ARM LIFT (BRACHIOPLASTY)

Due to aging or excessive weight changes, the skin of the inner part of upper arm is prone to loosening and sagging. In cases where the arm is thick and its skin is tight, liposuction procedure to be done on the back part of the upper arm may thin the arms. In early stages of skin loosening, it is possible to tighten the skin as well as thin the arms with laser lipolysis (slim lipo). However these methods offer good results in a selected group of patients. In cases where there is a large volume of excess skin, it is imperative to remove it, however stretching the skin towards the underarm area with incisions to be done in the armpits will not produce an adequate result.

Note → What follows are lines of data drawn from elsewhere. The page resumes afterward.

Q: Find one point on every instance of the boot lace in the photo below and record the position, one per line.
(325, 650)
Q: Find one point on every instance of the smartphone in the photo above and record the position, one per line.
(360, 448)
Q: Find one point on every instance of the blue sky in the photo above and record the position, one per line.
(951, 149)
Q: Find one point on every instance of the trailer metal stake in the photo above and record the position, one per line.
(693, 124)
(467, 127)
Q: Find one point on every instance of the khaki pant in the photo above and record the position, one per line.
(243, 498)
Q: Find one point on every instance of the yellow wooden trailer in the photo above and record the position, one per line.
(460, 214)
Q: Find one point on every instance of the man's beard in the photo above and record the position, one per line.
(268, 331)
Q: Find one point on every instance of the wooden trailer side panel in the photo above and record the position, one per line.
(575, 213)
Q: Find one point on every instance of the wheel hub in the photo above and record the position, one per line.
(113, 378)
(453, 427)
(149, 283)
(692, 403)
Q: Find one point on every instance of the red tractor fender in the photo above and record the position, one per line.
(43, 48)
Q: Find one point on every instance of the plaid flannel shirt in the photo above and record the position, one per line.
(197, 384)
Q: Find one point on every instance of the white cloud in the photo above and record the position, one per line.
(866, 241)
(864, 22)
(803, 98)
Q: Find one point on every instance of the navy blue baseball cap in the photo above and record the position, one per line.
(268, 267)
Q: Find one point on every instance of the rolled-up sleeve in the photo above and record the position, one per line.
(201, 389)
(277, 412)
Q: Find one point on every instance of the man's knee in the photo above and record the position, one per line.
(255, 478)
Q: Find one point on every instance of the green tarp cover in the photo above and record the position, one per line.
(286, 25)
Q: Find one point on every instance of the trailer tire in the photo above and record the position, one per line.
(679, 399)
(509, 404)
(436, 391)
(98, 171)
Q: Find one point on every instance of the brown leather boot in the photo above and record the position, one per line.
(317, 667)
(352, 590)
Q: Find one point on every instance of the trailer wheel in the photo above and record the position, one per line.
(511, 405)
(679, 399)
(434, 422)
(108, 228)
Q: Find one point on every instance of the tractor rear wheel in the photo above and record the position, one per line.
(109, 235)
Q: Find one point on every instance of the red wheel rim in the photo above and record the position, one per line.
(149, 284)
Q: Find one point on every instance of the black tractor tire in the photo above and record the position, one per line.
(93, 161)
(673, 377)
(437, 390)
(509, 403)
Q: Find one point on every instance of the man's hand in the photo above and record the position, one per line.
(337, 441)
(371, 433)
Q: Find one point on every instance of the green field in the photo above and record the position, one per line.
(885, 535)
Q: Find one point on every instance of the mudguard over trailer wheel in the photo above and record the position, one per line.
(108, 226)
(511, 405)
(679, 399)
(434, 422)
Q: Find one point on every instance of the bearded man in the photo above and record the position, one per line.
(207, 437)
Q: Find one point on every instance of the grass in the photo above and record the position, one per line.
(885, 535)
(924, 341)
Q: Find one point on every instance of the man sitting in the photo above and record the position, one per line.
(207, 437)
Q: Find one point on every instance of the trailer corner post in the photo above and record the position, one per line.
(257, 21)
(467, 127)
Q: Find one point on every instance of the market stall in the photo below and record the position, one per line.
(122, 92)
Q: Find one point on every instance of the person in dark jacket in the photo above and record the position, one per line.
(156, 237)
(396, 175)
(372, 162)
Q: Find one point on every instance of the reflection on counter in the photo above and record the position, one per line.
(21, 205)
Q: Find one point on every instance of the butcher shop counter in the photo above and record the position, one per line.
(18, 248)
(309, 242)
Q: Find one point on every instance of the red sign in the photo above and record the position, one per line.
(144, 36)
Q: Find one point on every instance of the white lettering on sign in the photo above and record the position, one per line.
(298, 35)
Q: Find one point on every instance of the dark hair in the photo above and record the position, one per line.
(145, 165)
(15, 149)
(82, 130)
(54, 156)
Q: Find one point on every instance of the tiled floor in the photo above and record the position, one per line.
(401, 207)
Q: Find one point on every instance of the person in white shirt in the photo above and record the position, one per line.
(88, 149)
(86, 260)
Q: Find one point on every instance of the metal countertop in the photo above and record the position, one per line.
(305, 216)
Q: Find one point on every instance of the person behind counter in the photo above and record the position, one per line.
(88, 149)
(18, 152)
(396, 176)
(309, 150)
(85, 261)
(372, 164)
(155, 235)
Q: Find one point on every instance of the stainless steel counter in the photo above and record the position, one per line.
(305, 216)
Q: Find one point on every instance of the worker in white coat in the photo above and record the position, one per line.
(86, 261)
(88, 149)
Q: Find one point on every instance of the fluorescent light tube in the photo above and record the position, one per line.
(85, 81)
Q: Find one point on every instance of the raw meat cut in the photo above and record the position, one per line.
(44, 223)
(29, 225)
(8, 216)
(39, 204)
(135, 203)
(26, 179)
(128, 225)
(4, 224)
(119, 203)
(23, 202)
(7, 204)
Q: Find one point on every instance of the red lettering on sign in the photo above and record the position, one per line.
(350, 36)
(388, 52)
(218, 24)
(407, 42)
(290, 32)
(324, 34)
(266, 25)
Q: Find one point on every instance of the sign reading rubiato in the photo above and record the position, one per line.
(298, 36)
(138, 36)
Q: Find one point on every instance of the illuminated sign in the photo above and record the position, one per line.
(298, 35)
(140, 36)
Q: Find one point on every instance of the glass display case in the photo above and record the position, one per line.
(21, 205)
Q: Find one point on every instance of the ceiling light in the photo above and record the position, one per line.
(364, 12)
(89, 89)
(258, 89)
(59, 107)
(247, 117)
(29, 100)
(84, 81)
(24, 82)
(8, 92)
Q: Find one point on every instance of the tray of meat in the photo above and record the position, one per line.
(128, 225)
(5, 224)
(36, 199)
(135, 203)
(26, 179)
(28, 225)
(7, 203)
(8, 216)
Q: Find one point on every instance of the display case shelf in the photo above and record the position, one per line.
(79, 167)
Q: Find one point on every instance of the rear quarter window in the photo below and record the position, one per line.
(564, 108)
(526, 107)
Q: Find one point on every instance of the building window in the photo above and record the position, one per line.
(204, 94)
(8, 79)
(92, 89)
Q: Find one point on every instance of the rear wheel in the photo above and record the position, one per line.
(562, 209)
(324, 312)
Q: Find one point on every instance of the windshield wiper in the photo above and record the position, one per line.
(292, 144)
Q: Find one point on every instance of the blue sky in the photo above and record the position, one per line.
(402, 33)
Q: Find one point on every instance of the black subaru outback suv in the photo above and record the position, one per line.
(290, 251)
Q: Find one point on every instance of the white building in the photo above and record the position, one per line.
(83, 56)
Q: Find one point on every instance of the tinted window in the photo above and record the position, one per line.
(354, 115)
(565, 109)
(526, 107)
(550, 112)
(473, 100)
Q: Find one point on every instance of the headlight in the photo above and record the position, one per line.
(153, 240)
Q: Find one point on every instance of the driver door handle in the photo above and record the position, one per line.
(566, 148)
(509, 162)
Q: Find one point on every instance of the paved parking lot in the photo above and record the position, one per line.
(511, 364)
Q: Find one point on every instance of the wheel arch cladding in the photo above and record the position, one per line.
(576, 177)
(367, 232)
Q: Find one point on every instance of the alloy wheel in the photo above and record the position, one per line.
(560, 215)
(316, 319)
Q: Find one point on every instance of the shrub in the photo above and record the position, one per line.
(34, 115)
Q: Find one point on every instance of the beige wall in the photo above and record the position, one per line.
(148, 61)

Depending on the level of sagging, the operation must be planned in such a way that the incisions will begin at the armpit going downwards to the elbow through the inner arm. The length of the scar to be formed under the arm and its inner part are directly proportional to the level of sagging. Although the most substantial developments occurred in the 1970’s, the cause of unsatisfactory results is the erroneous choice of patient.

During the preoperative consultation, the volume of fat tissue and level of sagging must be evaluated. In addition, the patient will be informed about the post-operative scars. The brachioplasty surgery can be performed under general as well as local anesthesia. The excess skin and fat tissue are excised through an elliptical shaped incision to be done in the inner part and at the back of the arm. Liposuction can be performed on other areas of the arm at the same time. The incision site will be sutured in two layers from the inside, the arm is bandaged with a soft dressing at the end of the operation and the patient can leave the hospital 3-4 hours later.

Arm lift (brachioplasty) surgery can be done alone as well as accompanied by other body contouring surgeries (abdominoplasty, breast reduction or augmentation and thigh lift). The patients will be wearing a special compression dressing during three weeks following the operation, limit arm movements for a week and keep their arms high above. Apart from these, there will be no specific indication.

Width and protuberance of the scar following the operation will be different for each individual as it is the case for every operation. To minimize the scarring, massaging the scar with a corticosteroid containing cream, and if necessary using silicone sheets are suggested.

As long as the patient choice is right, brachioplasty results will be satisfactory for both the patient and the doctor treating the condition.